El Paso’s GA was attended by us on Monday night. It is the only Occupy GA so far that is predominately women. While we listened we heard a different kind of “wish list”. For these people just having clean water, in a drought State would be great. Sometimes we forget that the things we take for granted or have in abundance are lacking for others. The simple ability to have free time to choose ones own path has become a rarity for those working in American factories in boarder towns. These factories have given people piece meal labor, that segments the tasks necessary to complete a product, there for severely limiting the ability for any person to have a feeling of accomplishment in any given task completed. One such factory, after abandoned by an American company producing jeans, was transformed into a community space, with arts and meeting area present. They have a market to sell food they grow themselves. The have a daycare to ensure the children are being looked after. There is a food cooking area where they teach and a market for local goods made. It is a community inside a community and they want people to know that while the largest problems exist in the White House, their mission is to lead the change they want to see. .
The thing we most took away from El Paso was their commitment to their neighborhood, community and children. El Paso has a wonderful space that was obtained by way of grant (despite its massive ballooning payment they are required to pay back). But, now the funds are all used up and they are facing eviction like so many. This is a terrible thing, because what they’ve done in this building has given us hope, and can give us great further inspiration. The community, though far smaller than most cities, has strong, intelligent, and dedicated stewards of the common wealth. These activists, primarily young people, are doing their very best to strengthen their environment through dedication to all who are struggling in their region and beyond. Our hats go off to Occupy El Paso and we at Occupy the Roads hope that a person or business will step up to help you stay in your place. All of us enjoyed meeting you and sharing stories, helping to connect you to the thread that keeps us focused in WA DC. May you never forget, it it your accumulative efforts which give your people the ability to sustain the changes necessary for your future. We admire your tenacity.

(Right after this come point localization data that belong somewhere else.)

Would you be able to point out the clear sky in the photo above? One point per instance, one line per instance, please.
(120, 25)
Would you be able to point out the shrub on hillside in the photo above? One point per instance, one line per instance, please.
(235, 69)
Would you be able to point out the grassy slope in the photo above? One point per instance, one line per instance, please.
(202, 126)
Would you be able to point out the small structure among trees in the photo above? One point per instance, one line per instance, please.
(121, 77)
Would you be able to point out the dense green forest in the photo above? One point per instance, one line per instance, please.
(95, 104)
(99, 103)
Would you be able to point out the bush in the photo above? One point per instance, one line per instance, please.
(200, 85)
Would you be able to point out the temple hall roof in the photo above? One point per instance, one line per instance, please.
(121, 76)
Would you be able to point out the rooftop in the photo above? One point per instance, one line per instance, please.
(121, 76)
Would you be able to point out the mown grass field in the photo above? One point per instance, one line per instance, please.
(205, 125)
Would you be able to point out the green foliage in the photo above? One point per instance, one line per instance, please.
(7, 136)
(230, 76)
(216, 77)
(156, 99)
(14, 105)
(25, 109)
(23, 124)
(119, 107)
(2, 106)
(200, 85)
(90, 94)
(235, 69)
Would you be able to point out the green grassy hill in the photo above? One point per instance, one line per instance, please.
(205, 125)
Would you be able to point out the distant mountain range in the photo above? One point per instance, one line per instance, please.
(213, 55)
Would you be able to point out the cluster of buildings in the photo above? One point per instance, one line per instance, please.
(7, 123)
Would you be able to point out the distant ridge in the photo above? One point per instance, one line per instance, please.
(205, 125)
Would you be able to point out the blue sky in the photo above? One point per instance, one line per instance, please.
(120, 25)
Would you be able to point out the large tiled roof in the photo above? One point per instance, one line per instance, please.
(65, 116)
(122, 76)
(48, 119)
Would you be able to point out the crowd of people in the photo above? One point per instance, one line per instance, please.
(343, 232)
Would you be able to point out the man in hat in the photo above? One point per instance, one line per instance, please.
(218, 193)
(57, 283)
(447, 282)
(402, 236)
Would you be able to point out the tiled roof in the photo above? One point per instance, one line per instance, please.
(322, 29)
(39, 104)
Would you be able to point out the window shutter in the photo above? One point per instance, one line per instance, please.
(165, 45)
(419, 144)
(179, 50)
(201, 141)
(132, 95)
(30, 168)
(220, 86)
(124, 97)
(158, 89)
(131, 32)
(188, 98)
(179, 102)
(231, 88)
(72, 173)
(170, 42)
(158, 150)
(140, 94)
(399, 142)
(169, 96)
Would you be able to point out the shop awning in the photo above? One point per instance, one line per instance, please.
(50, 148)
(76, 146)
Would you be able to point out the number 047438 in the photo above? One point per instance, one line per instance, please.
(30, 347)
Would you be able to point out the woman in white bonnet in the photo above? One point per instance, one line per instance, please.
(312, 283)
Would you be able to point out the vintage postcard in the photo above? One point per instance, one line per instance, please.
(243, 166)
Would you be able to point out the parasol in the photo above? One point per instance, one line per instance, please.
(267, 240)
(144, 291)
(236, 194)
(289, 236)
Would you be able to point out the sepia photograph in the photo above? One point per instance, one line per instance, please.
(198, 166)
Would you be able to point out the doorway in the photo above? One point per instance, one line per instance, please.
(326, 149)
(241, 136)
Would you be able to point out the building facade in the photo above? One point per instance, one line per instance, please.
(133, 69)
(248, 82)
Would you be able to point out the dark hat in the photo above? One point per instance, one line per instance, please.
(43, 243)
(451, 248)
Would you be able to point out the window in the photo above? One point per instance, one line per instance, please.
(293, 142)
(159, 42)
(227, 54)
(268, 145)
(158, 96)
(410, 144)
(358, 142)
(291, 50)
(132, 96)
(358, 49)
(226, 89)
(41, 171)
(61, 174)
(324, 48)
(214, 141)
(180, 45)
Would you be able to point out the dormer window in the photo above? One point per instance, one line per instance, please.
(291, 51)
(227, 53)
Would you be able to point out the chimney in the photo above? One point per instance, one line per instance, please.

Written by Janet and Heron~

Occupy Las Cruces

January 2nd, 2012 | Posted by Occupy The Roads in Las Cruces | Occupy Camps - (Comments Off on Occupy Las Cruces)

Spent time with more great friends in Las Cruces.  We find ourselves in great discussions about solutions we see for this movement that will get us closer to the nation/world we see that better fits the needs of the people and less about corporations.   We’re amazed at the talent we find in each camp.  The passion, conviction and determination is astounding.   This very special day we met a “Special Ops” veteran who served 3 terms in Iraq, Afganistan and who is part of the Occupy Movement.   He’s going to be joining us on “Occupy the Roads” and we couldn’t be happier.   WE shall arrive in D.C. for the 17th!

Occupy Tucson-GA 12-30-11

December 30th, 2011 | Posted by Occupy The Roads in Occupy Camps | Tucson - (0 Comments)

What a great welcome Tucson! Lots of yahoos, horays and thumbs up as the OccuMobile rolled up. Once again we’re surrounded with new friends and we learn new things.   We’re so very fortunate that we are able to unite the Occupy’s in a way that “on-line” cannot. We look forward to meeting at the library tomorrow where we’ll meet more Tucsonites!

Reconciliation meeting was illuminating, informative and like all GA’s filled with passion and somewhat exhausting conversation monopolized by a few who are relentless at monopolizing the floor.   But, this is what democracy is and then some.  Afterward the group had a little fun and came together for a great group photo.  We celebrated our differences with a wonderful meal provided by some nice people, movie in the park, some great solution based conversations and ringing in the New Year with whistles and chants.

Once again some new life long friends who will  keep the movement alive in Tucson as we head back on the roads.   Thanks to everyone who made us feel so welcome and for all the shared stories.